Comunidades indígenas de todo o Brasil estão sendo beneficiadas com o Programa Cidadania, Direito de Todos, do Conselho Nacional de Justiça (CNJ). A iniciativa foi criada em meados do ano passado, para possibilitar o registro dos índios, com a concessão de certidões de nascimento, CPFs e carteiras de identidade e de trabalho. O juiz auxiliar da presidência do Conselho e coordenador da iniciativa, Daniel Issler, explicou que o projeto já passou por aldeias de Mato Grosso do Sul que têm contato com a sociedade tradicional. Na ocasião, mais de mil pessoas foram atendidas. Agora, o programa chega à Amazônia. A expectativa é de que oito mil documentos sejam expedidos.
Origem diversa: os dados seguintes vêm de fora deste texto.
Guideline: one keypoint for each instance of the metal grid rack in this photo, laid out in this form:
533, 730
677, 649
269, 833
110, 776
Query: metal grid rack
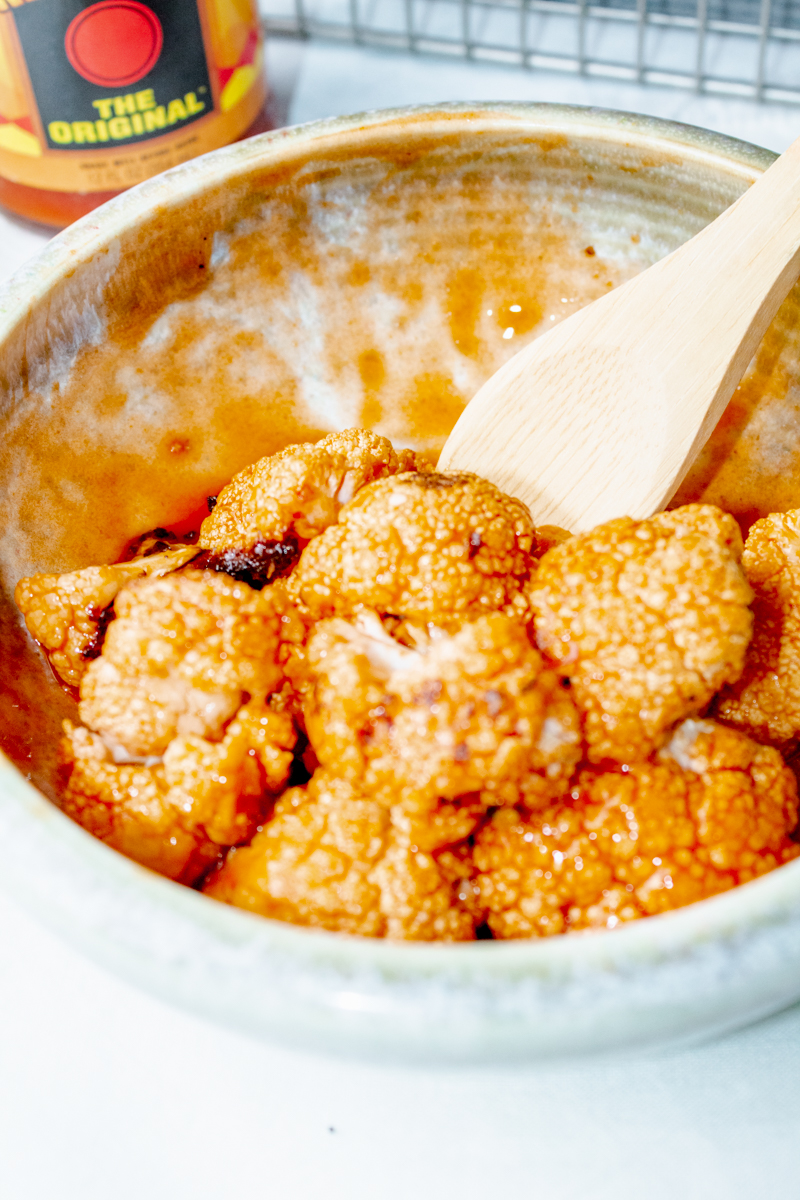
727, 47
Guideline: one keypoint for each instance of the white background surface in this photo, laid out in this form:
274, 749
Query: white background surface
108, 1095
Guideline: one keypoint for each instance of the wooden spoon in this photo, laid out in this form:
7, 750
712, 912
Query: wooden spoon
603, 415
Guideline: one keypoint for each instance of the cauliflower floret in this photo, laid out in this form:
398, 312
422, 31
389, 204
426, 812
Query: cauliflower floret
469, 712
130, 809
428, 547
648, 619
765, 700
331, 858
174, 814
181, 657
298, 492
713, 810
222, 784
67, 615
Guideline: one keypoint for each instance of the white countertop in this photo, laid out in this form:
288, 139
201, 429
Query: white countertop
109, 1095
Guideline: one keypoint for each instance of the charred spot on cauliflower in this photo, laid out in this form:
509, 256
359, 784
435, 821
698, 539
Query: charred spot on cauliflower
765, 700
648, 619
298, 492
431, 549
181, 657
67, 615
330, 857
711, 810
470, 712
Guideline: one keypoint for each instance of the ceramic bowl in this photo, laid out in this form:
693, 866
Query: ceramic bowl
367, 270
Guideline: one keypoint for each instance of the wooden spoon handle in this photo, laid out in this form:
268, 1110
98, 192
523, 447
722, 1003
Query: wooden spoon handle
629, 389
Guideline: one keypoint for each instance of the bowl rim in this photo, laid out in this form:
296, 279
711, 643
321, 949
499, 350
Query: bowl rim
72, 856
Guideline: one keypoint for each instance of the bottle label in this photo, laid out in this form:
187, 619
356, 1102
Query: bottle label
96, 97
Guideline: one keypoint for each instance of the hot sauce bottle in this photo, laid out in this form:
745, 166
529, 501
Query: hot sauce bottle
95, 97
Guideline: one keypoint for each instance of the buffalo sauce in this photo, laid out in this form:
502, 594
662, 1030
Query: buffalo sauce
97, 97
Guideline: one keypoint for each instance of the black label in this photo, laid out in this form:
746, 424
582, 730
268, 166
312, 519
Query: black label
119, 71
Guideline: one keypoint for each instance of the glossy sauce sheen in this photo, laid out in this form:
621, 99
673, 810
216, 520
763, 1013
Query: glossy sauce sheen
371, 288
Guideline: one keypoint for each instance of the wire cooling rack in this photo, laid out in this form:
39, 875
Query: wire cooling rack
726, 47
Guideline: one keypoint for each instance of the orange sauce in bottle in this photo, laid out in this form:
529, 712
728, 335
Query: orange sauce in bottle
96, 97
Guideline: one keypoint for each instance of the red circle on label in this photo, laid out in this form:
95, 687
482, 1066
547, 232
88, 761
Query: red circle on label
114, 43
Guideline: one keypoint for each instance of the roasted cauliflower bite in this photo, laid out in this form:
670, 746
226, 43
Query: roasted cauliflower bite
181, 657
648, 619
462, 713
711, 810
66, 613
765, 700
330, 857
300, 490
174, 814
428, 547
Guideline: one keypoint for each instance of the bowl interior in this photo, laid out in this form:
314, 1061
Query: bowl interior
371, 271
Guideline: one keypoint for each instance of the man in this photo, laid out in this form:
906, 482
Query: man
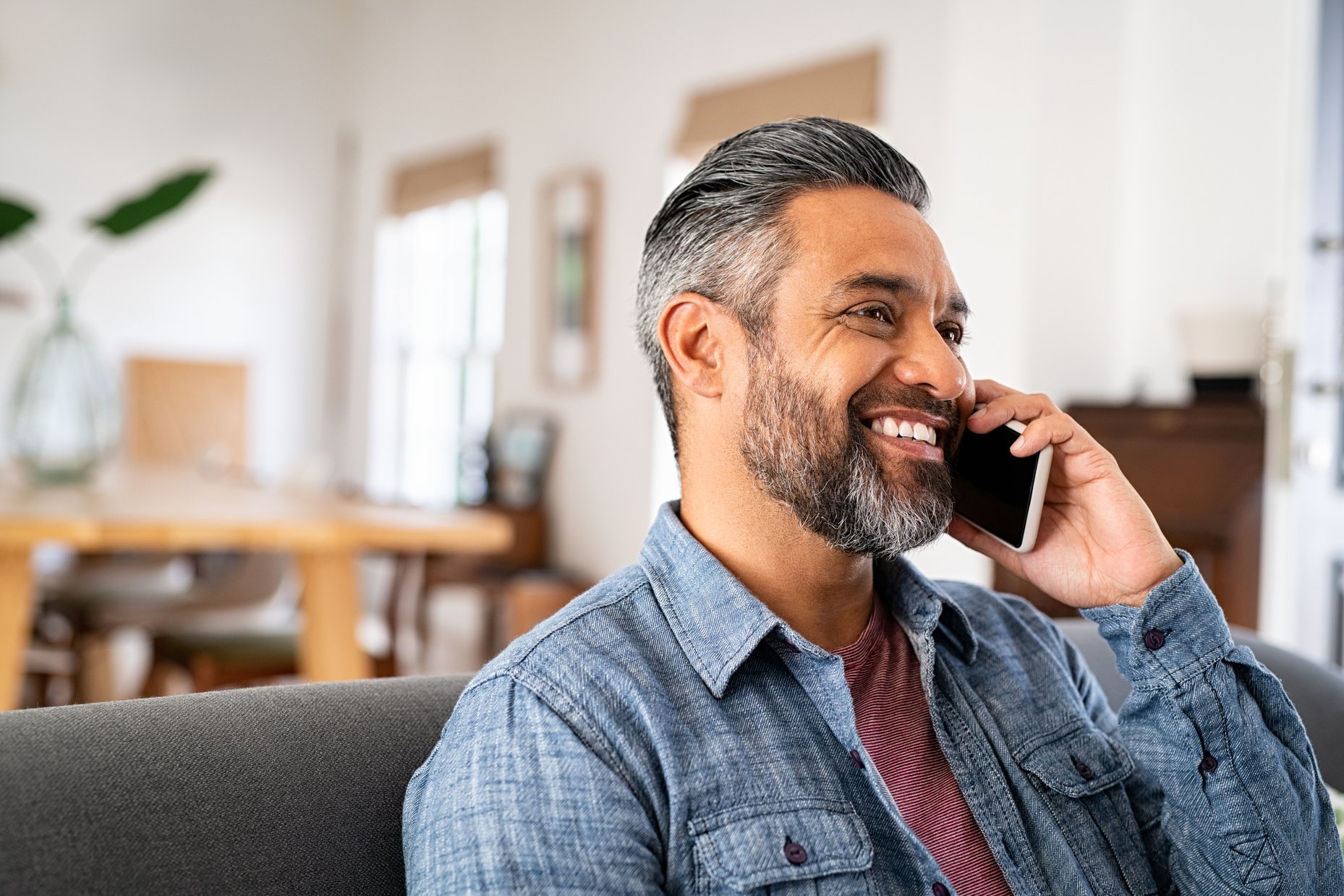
773, 699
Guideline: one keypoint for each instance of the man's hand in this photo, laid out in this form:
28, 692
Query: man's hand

De acordo com o magistrado, o registro civil é um passo fundamental para incluir os índios no universo dos direitos concedidos pelo Estado, entre eles educação ou programas de transferência de renda, como o Bolsa Família. O programa é desenvolvido em parceria com diversas entidades, entre elas a Secretaria de Direitos Humanos da Presidência da República e a Fundação Nacional do Índio (Funai) – os maiores parceiros em nível nacional.

“O projeto busca, dessa forma, fazer com que os índios tenham registro de nascimento, RG, CPF e Carteira de Trabalho. Isso tudo sem afetar a identidade cultural deles. Os documentos são expedidos de forma que os índios não precisam ter receio de perder sua condição. Nos documentos, há menção da aldeia de origem, que é a naturalidade deles, assim como a etnia à qual eles pertencem. Essa menção é feita em campo separado e de acordo com as normas das corregedorias de cada estado”, explicou Issler.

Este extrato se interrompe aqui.